The Canadian student managed to figure out the location after he realised that the ancient cities were built in alignment with the stars. 

“I was really surprised and excited when I realised that the most brilliant stars of the constellations matched the largest Maya cities,” William told the Journal de Montréal.

Map indicating where Mayan city would be (Credit: The National)
Map indicating where Mayan city would be (Credit: The National)

He studied 22 constellations for hours in his bedroom and discovered that they were linked to Mayan cities across Mexico, Guatemala, Honduras and El Salvador. 

When looking at a 23rd constellation he found that one star was not matched with any civilisation and used Google maps to predict a hidden city in the dense forest of Mexico. 

The Canadian Space Agency began to research the area and returned with striking images of a Mayan pyramid and several smaller structures. 

If the satellite photographs are verified, the city would be among the largest Mayan population centres ever discovered.
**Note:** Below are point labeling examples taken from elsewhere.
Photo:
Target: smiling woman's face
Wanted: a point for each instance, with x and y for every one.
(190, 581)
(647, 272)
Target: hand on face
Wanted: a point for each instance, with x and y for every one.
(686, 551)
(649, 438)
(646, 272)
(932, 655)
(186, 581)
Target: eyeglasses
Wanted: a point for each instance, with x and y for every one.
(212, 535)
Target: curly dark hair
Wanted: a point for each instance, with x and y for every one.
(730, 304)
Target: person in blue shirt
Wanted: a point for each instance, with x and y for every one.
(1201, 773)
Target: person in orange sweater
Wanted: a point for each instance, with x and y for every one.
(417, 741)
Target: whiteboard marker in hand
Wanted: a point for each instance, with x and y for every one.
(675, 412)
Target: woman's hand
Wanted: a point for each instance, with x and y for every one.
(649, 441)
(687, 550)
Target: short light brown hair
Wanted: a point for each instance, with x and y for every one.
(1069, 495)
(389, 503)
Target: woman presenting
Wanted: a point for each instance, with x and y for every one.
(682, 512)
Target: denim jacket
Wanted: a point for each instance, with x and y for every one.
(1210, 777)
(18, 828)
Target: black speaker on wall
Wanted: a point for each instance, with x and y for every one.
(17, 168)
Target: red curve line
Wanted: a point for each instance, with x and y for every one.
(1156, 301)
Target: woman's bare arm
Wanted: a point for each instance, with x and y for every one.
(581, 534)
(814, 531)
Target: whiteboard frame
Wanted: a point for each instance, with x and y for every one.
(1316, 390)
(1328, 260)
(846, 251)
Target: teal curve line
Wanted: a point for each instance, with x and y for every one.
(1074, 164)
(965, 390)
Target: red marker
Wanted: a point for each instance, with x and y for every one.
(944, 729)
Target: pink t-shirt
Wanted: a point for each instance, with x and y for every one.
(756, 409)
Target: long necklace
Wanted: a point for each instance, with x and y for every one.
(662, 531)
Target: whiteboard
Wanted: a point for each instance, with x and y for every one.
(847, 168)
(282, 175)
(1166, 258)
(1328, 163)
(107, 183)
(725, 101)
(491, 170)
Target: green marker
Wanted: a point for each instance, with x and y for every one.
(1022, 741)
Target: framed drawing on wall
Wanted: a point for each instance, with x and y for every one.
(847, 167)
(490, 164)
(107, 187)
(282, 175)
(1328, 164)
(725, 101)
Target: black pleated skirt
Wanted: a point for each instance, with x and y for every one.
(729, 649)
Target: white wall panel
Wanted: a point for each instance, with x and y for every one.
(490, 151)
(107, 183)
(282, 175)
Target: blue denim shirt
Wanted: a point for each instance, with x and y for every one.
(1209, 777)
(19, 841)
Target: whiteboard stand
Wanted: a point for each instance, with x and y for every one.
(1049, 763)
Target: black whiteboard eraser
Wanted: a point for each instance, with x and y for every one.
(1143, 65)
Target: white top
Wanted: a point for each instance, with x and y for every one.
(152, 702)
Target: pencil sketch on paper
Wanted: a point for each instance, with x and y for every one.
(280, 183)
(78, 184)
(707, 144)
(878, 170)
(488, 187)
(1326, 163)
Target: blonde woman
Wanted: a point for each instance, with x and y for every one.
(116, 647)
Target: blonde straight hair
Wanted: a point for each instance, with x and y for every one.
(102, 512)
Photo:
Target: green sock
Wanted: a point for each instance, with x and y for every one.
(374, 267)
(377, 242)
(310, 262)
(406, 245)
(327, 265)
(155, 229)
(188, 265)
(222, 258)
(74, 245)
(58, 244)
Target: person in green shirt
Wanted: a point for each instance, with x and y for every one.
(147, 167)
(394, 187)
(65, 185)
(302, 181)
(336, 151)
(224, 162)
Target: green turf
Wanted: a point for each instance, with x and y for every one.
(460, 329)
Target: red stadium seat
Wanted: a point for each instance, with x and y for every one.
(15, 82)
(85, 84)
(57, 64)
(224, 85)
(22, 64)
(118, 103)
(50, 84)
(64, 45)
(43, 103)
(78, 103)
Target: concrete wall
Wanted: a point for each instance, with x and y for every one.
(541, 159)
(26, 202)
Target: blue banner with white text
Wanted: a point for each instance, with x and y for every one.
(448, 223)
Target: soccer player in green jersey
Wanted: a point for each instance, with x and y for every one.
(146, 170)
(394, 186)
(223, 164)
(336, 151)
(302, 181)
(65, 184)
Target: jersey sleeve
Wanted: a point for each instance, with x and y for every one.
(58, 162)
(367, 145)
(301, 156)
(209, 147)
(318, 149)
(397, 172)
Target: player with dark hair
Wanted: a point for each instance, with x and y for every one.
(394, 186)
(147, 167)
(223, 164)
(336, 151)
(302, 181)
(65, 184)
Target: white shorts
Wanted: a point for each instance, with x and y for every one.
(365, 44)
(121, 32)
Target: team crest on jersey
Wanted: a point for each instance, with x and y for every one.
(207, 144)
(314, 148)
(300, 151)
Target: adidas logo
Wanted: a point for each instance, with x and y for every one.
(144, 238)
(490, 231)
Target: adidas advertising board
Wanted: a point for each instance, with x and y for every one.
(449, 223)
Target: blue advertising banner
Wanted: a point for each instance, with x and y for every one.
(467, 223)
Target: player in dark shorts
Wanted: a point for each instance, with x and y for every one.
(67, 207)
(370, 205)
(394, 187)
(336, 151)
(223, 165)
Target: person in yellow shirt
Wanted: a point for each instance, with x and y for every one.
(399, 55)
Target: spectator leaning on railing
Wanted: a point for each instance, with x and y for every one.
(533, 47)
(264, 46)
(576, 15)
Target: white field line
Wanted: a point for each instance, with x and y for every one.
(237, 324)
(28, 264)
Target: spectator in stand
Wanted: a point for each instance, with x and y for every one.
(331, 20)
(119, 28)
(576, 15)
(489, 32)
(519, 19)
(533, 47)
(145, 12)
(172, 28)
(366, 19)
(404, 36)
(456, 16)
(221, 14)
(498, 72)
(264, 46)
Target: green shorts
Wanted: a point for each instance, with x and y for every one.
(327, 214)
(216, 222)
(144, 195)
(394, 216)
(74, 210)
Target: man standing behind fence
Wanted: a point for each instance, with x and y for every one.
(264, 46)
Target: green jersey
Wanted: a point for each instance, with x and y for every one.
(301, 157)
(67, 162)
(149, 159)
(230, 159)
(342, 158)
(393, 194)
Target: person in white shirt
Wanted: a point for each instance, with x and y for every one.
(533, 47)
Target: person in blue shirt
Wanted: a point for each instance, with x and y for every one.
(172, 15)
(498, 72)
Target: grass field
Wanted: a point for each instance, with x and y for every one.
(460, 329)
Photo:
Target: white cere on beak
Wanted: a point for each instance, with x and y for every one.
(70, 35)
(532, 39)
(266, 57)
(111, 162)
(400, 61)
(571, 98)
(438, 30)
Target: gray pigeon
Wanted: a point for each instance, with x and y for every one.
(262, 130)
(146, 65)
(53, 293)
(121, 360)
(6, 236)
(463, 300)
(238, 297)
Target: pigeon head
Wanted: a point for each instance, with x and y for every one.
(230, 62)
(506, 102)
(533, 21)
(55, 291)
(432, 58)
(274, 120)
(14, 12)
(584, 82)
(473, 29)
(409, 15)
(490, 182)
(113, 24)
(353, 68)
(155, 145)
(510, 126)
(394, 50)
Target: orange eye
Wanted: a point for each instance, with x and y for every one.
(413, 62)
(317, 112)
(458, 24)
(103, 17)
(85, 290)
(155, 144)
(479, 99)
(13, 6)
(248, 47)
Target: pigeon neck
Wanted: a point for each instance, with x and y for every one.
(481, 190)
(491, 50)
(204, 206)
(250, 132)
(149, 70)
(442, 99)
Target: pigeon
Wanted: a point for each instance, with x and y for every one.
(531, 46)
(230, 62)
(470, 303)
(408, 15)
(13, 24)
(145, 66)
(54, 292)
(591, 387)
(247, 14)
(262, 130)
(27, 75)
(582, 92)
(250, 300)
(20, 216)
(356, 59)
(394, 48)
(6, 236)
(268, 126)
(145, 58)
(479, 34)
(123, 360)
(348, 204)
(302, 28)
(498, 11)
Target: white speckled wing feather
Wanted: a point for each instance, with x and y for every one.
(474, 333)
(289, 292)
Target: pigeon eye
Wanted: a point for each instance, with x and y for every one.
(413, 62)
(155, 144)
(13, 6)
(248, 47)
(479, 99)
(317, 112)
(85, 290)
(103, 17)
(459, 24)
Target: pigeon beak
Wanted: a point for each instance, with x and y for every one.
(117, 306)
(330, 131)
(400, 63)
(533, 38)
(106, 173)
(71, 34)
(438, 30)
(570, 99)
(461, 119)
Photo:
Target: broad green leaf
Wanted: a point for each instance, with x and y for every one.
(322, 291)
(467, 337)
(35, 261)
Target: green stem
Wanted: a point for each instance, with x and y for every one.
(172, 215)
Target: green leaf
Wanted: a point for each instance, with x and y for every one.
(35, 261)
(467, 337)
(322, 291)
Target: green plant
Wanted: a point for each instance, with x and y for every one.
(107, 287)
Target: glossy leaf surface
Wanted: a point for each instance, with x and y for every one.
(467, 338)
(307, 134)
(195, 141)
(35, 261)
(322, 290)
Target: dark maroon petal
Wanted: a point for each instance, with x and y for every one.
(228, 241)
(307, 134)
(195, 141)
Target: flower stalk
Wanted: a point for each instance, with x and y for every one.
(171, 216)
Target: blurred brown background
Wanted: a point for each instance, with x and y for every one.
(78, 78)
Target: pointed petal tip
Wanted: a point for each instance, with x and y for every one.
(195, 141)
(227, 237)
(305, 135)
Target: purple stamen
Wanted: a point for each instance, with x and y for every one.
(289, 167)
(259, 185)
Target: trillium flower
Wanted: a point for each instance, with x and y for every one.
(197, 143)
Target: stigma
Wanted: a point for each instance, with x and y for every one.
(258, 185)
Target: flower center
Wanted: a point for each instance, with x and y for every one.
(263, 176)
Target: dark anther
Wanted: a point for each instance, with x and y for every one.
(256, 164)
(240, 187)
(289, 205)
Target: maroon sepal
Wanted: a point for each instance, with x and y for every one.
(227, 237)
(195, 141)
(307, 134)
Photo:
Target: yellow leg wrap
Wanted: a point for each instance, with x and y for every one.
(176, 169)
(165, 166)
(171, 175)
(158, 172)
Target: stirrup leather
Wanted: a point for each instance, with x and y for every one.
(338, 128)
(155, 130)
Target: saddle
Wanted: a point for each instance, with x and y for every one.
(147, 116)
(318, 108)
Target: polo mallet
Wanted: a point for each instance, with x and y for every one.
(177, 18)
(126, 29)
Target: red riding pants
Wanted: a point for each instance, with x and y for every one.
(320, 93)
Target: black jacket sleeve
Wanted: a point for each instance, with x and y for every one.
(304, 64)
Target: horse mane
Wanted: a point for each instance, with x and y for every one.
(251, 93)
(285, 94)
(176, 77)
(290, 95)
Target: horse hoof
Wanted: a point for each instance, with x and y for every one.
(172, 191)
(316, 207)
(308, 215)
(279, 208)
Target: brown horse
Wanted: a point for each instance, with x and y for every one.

William took to Google Maps and found that there must be another city hidden in the Yucatan Peninsula of Mexico Credit: CSA
William took to Google Maps and found that there must be another city hidden in the Yucatan Peninsula of Mexico Credit: CSA

Yucatan Expat Life said: "Not only has he discovered a new Maya city, but it is one of the five largest on record."

William named the new city ‘K’aak Chi’, which means ‘Fire Mouth’ and hopes one day to be able to visit the ruins. 

The location is in a remote area of Mexico and an archaeological mission would be very expensive. 

"It's always about money. Expedition costs are horribly expensive,” said Dr. Armand LaRocque, a specialist at the University of New Brunswick.